Last week, following the incident, some Kurdish refugees were moved to a different living area which was in a terrible condition: Flooded dirty tents left without heating in sub-zero temperatures. While theLAF (State Office for Refugee Affairs) wrote on twitter that the pipes were frozen and a cleaning crew had called in sick, Kurdish refugees housed at the centre complained of a pattern of behaviour and a clear a political bias against Kurdish refugees by the security staff. And now, there is a further drama at the centre, with 55 of these security personnel having their employment contracts terminated immediately following a police inspection.
The police operation at Tegel arrival centre began at 20:15 Sunday evening and lasted until 2:00 on Monday morning, with 183 staff from private security firms undergoing inspection.
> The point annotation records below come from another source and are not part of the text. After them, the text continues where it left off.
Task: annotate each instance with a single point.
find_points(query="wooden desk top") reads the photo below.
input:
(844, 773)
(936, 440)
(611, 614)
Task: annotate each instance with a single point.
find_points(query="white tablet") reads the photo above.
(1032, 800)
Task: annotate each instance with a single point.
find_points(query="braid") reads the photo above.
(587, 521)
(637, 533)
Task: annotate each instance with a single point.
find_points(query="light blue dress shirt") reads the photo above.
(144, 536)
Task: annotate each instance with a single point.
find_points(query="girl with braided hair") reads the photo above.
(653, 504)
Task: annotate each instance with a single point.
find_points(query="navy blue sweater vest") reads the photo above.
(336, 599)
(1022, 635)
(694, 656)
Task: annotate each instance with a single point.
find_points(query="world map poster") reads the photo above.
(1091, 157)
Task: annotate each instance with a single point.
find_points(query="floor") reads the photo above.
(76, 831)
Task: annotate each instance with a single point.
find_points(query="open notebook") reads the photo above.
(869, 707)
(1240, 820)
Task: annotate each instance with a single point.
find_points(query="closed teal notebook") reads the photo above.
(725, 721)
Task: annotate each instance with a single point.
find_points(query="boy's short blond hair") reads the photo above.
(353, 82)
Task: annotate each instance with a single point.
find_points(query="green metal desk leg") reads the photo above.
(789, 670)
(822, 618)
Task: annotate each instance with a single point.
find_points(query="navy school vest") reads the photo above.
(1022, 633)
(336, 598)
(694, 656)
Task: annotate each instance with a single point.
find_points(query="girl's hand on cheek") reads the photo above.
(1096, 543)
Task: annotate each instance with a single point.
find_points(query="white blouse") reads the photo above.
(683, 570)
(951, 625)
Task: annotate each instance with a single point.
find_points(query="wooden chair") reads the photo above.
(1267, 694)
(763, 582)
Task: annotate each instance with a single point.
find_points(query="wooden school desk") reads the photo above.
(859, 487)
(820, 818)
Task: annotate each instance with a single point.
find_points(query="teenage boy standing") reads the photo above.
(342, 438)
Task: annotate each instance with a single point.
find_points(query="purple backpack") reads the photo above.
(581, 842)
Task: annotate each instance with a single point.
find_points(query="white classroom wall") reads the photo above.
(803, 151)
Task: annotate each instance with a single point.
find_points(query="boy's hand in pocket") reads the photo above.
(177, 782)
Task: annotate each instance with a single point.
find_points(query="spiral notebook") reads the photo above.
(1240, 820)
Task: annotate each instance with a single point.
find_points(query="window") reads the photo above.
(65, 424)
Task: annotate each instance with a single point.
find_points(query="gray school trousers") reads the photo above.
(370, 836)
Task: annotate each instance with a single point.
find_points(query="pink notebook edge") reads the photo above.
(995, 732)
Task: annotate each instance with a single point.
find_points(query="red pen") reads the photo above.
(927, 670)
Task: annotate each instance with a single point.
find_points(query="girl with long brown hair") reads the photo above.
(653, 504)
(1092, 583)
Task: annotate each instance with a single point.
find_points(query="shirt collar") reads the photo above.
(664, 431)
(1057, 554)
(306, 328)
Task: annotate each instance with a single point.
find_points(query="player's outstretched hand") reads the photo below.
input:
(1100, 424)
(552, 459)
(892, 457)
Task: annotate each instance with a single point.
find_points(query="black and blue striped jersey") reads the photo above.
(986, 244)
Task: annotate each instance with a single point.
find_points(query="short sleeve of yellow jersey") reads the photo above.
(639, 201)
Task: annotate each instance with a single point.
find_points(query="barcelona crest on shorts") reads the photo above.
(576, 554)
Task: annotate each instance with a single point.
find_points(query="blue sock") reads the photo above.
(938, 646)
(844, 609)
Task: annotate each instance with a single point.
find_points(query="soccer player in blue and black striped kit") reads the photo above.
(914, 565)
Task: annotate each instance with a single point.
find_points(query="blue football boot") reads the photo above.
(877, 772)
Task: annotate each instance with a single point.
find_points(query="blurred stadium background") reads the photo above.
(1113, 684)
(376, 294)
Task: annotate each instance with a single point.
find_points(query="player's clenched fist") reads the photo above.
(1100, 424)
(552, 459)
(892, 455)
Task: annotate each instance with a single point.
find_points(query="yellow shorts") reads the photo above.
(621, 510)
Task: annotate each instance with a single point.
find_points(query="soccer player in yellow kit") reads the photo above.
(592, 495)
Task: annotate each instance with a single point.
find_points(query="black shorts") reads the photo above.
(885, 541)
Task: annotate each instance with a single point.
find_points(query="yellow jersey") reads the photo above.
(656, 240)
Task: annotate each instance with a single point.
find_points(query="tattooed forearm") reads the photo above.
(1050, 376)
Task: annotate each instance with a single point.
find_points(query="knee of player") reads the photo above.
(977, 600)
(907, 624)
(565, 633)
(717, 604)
As a result of these checks, 55 staff members were immediately dismissed, and 87 investigations were begun into violations of security operations. While spokesperson for the LAF, Sascha Langenbach spoke of a “routine check” this was a clear sign of a major breakdown. Kurdish refugees have repeatedly spoken of a police bias from among the security staff – with two staff members who were fired after the brawl last week said to have made “anti-Kurdish” remarks.
Speaking with Exberliner, Ferat Koçak (DIE LINKE), spokesperson for climate, refugee and anti-fascist politics is calling Berlin to institute a new process of hiring to security staff at such facilities, with questions being asked as part of the that process to ensure the political neutrality of all staff, alongside standard workshops to combat racism and sexism. Concerns about the behaviour of security services at the facility is not new. Back in September, 130 female Ukrainian refugees wrote an open letter complaining of inhumane treatment and physical violence from the staff.